Can’t sleep, so am up at 3 a.m. writing this. Geetha is sleeping soundly as usual, her face swollen in unwitting complacency. I can’t bear to see that face every time I wake up, and I always wake up before she does. How the hell did I like that face enough to agree to marry her?

Despite myself, I looked in on Rekha in her room. I didn’t switch on the light but the moon was bright enough for me to see her angelic face, calm in repose on the oversized pillow. I gently brushed away a curling strand of hair that had fallen over one eye. In her sleep, she smiled at me.

It’s Rekha, of course, that I think about all the time now. Priscilla’s supposed to leave Zalilgarh in less than two months, and she thinks it’s decision time. Do I want to go with her? She has to return to the States, at least for now, and the prospect of escaping with her has its temptations. She showed me, only half jokingly, an ad in an American magazine: “Unemployment is lower in Switzerland. Owning a home is easier in Australia. Going to college is more likely in Canada. Vacations are longer in Denmark. And crime rates are lower in England. But more dreams come true in America.”

An alluring prospect, if I had those dreams. But do I, really? Is it freedom I want, or Priscilla? I know I could get her to change her plans and stay on in India, for me. She’ll do it — but only on one condition. Only if I tell her I’m leaving my wife for her. That’s what she wants. And she wants it now. I can understand her impatience, but I’m not sure I’m ready for anything quite so … cataclysmic. How can I explain to her that I’m not even sure I have the right to do that to Geetha, to abdicate my husbandhood? I didn’t choose to start my marriage in the first place; how can I choose to end it? My role as a husband and father is central to who I am; it concerns my rootedness in the world; it is inextricably bound up with my sense of my place in the cosmos. I have been brought up to believe that such things — marriage, family — are beyond individual will, that they transcend an individual’s freedom of action. Priscilla’ll never understand that.
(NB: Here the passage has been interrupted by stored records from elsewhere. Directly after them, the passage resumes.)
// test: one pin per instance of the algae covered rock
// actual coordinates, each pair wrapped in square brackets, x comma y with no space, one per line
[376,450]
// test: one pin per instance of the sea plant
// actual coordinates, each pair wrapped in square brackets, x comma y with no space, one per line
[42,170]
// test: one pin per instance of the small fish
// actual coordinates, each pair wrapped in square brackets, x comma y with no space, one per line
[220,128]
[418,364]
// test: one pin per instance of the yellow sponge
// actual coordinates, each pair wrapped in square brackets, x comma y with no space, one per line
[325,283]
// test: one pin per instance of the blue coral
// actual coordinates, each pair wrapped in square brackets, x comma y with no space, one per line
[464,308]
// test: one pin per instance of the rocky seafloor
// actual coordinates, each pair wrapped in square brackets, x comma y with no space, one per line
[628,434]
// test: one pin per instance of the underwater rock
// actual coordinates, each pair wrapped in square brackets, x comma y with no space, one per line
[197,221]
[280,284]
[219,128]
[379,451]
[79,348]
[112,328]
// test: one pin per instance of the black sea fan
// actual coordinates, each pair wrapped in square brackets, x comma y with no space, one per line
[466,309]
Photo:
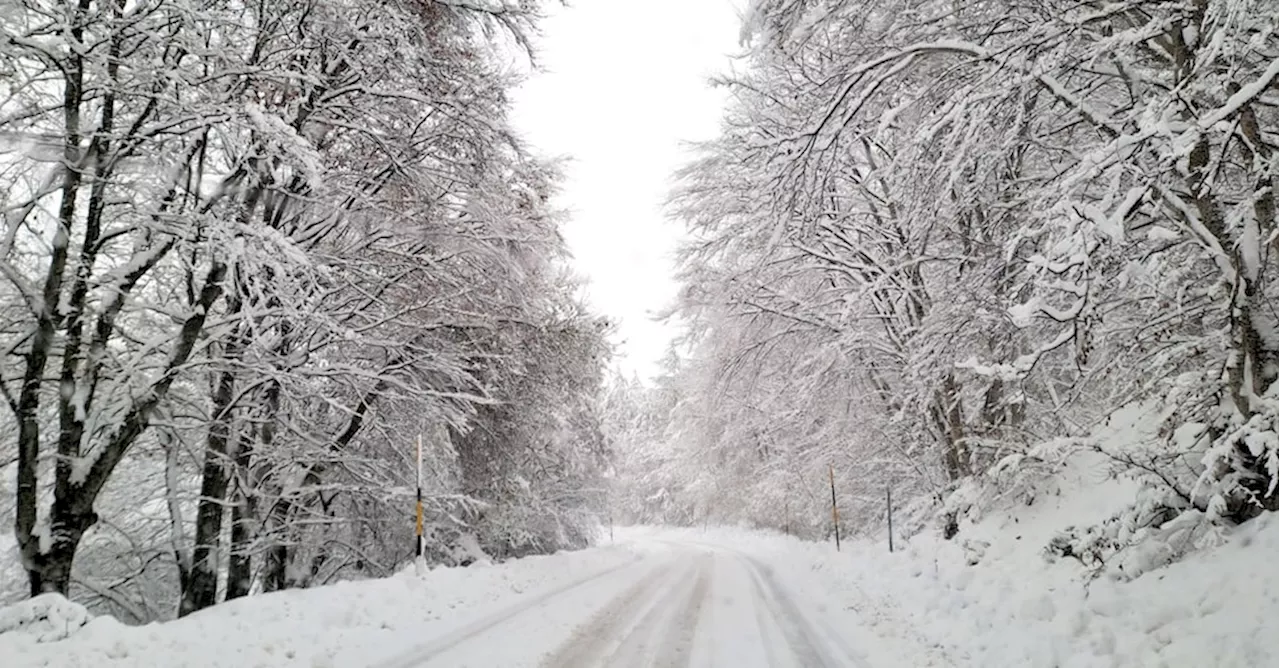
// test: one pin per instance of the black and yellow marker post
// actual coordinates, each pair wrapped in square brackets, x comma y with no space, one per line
[417,554]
And what about little Rekha, who did not ask to be born into my life but who is there, whose world is circumscribed by the pairing of Geetha and me? How can I ever explain what she means to me to Priscilla? “What’s the matter, Lucky?” Priscilla asked me this evening.

You ask, my love, what the matter is.

Why do I sound fatigued? stressed? torn?

The matter is that I am as I sound.

I, who have accepted your soul’s gift of love,

Am a soul in torment, fearing as I love.

I give you, my darling, the best part of myself:

The part that feels most profoundly as a man,

That knows the warm rush of passion

At every sight of your smiling body,

That rejoices in your warm embrace,

And belongs to you in total surrender.

That part is yours, my love, forever:

It can never know again the exaltation,

The exultation, the poignant sweetness of

Such flooding love as I bear for you.

That part is yours; but it is a part,

For I am, in rendering it, rent;

Having your love, yet not having it;

Giving my love, yet not parting with it;

Withholding, as I give, for a prior creditor.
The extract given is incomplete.